Planetary scientists at Washington University in St. Louis, Paul Byrne and Rebecca Hahn, have compiled the most comprehensive map of all volcanic edifices on Venus, with a database of 85,000 volcanoes using radar imagery from NASA’s Magellan mission. According to the experts, this is a critical breakthrough in the understanding of the volcanic properties of the planet.
“This paper provides the most comprehensive map of all volcanic edifices on Venus ever compiled. It provides researchers with an enormously valuable database for understanding volcanism on that planet – a key planetary process, but for Venus is something about which we know very little, even though it’s a world about the same size as our own,” said Byrne.
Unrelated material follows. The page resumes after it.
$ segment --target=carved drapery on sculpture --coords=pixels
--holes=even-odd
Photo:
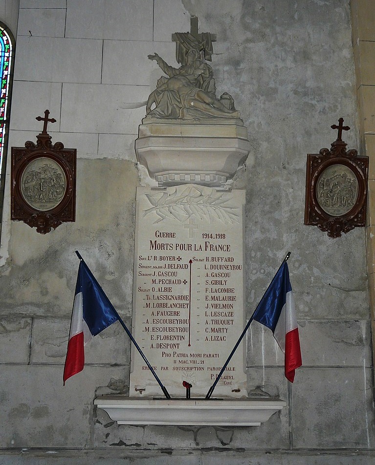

The new database will enable scientists to think about where to search for evidence of recent geological activity, either by trawling through the decades-old Magellan data or by analyzing future data and comparing it with Magellan data.
The study includes detailed analyses of where volcanoes are, where and how they’re clustered, and how their spatial distributions compare with geophysical properties of the planet such as crustal thickness. According to Hahn, the volcano dataset is hosted at Washington University and is publicly available for other scientists to use.
“We’ve already heard from colleagues that they’ve downloaded the data and are starting to analyze it – which is exactly what we want,” said Byrne. “Other people will come up with questions we haven’t, about volcano shape, size, distribution, timing of activity in different parts of the planet, you name it. I’m excited to see what they can figure out with the new database!”
The scientists found relatively fewer volcanoes in the 20-100 km diameter range, which they believe may be a function of magma availability and eruption rate.
The experts also wanted to take a closer look at smaller volcanoes on Venus – those less than three miles across that have been overlooked by previous volcano hunters. Hahn says that they represent about 99 percent of her dataset. “We looked at their distribution using different spatial statistics to figure out whether the volcanoes are clustered around other structures on Venus, or if they’re grouped in certain areas.”
Although there are volcanoes across almost the entire surface of Venus, Hahn believes there are hundreds of thousands of additional geologic features that have some volcanic properties lurking on the surface of Venus, too small to be picked up.
“A volcano one kilometer in diameter in the Magellan data would be seven pixels across, which is really hard to see,” explained Hahn. “But with improved resolution, we could be able to resolve those structures.”
Future missions to Venus in the 2030s by NASA and the European Space Agency are set to acquire high-resolution radar images of the surface that will help scientists search for these smaller volcanoes.
“This is one of the most exciting discoveries we’ve made for Venus – with data that are decades old! But there are still a huge number of questions we have for Venus that we can’t answer, for which we have to get into the clouds and onto the surface. We’re just getting started,” said Byrne.
The study is published in the Journal of Geophysical Research Planets.